Selon Simon Keogh, président de l'association des joueurs irlandais, le Brexit pourrait s'avérer coûteux pour les professionnels d'Irlande du Nord.

"Ils sont payés en livres, mais leurs salaires et leurs bonus sont d'abord négociés en euros, et pourraient donc être affectés si la livre devait chuter" à l'issue du divorce, dit-il à l'AFP. "Ce sujet est potentiellement explosif, plus que les difficultés de déplacement".

- Appel au 'bon sens' -

En Formule 1 aussi, le Brexit est un sujet récurrent: plusieurs écuries, dont Renault, Williams ou McLaren, sont implantées au Royaume-Uni, et l'actuel champion du monde, Lewis Hamilton, est Britannique.

Les nouvelles règles en matière d'immigration "pourraient potentiellement poser problème", reconnait Marcin Budkowski, le directeur exécutif de Renault F1.

"On a des salariés de différentes nationalités. Est-ce qu'il sera facile de recruter des étrangers à l'avenir ? Personne ne le sait. Ce sera certainement plus compliqué" déplore-t-il, sans trop s'inquiéter néanmoins. "Les Anglais sont pragmatiques", veut-il croire.
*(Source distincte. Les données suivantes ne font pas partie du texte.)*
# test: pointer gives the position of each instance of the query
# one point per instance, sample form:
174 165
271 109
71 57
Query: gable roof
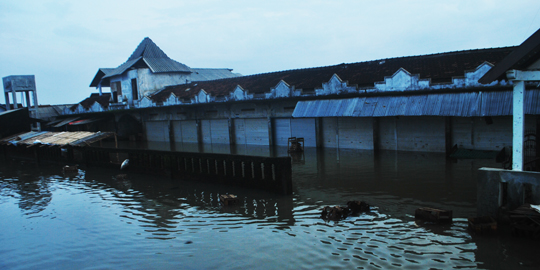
439 68
103 100
520 58
146 54
102 72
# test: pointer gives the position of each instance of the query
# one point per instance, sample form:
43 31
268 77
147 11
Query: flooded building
430 103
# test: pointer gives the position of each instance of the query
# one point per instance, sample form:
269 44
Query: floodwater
94 221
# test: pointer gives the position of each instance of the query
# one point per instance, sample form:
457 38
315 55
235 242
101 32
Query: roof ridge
368 61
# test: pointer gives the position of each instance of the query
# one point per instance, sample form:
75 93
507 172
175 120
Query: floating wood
482 225
295 144
70 169
525 221
228 199
433 215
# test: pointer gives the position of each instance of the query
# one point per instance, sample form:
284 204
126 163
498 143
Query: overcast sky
63 43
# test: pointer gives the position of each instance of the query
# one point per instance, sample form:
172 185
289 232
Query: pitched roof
102 72
103 100
149 54
521 58
439 68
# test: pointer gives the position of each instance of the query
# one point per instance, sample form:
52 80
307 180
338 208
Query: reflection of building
418 103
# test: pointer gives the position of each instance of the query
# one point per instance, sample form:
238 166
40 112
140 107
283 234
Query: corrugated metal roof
208 74
448 104
78 138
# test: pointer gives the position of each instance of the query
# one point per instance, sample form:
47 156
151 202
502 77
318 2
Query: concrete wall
257 123
521 188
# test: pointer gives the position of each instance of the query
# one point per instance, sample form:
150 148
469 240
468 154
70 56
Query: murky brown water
93 221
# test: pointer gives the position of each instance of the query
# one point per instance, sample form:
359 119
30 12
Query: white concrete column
14 95
519 125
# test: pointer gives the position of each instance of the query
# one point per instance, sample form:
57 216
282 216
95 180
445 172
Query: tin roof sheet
78 138
449 104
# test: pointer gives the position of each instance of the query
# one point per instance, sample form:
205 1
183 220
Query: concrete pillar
14 95
519 125
8 105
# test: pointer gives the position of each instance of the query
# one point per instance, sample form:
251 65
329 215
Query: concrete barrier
504 189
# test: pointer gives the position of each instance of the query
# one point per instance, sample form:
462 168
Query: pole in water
124 164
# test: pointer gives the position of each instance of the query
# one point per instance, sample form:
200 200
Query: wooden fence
268 173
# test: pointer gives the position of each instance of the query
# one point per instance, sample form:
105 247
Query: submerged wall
503 188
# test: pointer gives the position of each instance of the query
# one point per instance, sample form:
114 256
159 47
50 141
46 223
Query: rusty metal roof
496 103
78 138
439 68
520 58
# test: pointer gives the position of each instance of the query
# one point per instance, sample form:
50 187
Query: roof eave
517 59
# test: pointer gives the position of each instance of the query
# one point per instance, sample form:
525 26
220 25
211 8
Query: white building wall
149 82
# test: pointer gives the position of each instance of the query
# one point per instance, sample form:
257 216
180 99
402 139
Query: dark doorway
134 90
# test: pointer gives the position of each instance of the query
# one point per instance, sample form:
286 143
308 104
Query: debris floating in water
124 164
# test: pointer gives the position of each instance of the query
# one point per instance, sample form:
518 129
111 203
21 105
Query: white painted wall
149 82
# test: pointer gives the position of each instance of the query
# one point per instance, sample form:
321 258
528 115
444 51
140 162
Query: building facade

Les courses hippiques, elles, pourraient être sévèrement touchées par un Brexit sans accord, affectant aussi bien les mouvements de chevaux à travers les frontières que le soutien financier d'investisseurs étrangers.

"Le Brexit est une source d'incertitude", concède Edmond Mahony, président de Tattersalls, la plus ancienne société de vente de pur-sang en Europe.

"C’est mauvais pour les courses car beaucoup de propriétaires (de chevaux) travaillent dans le secteur de la finance. Ils sont perturbés et pourraient décider de ne pas investir cette année".

L'entraîneur britannique John Gosden se montre très pessimiste quant à l'avenir: "Nous sommes en train d'assister à un naufrage", déclare-t-il à l'AFP.

"Nous devons pouvoir déplacer les chevaux, ils ne peuvent pas attendre dans un port pendant deux ou trois jours que quelqu'un leur tamponne un passeport", s'inquiète-t-il. "J'espère que le bon sens prévaudra à la fin".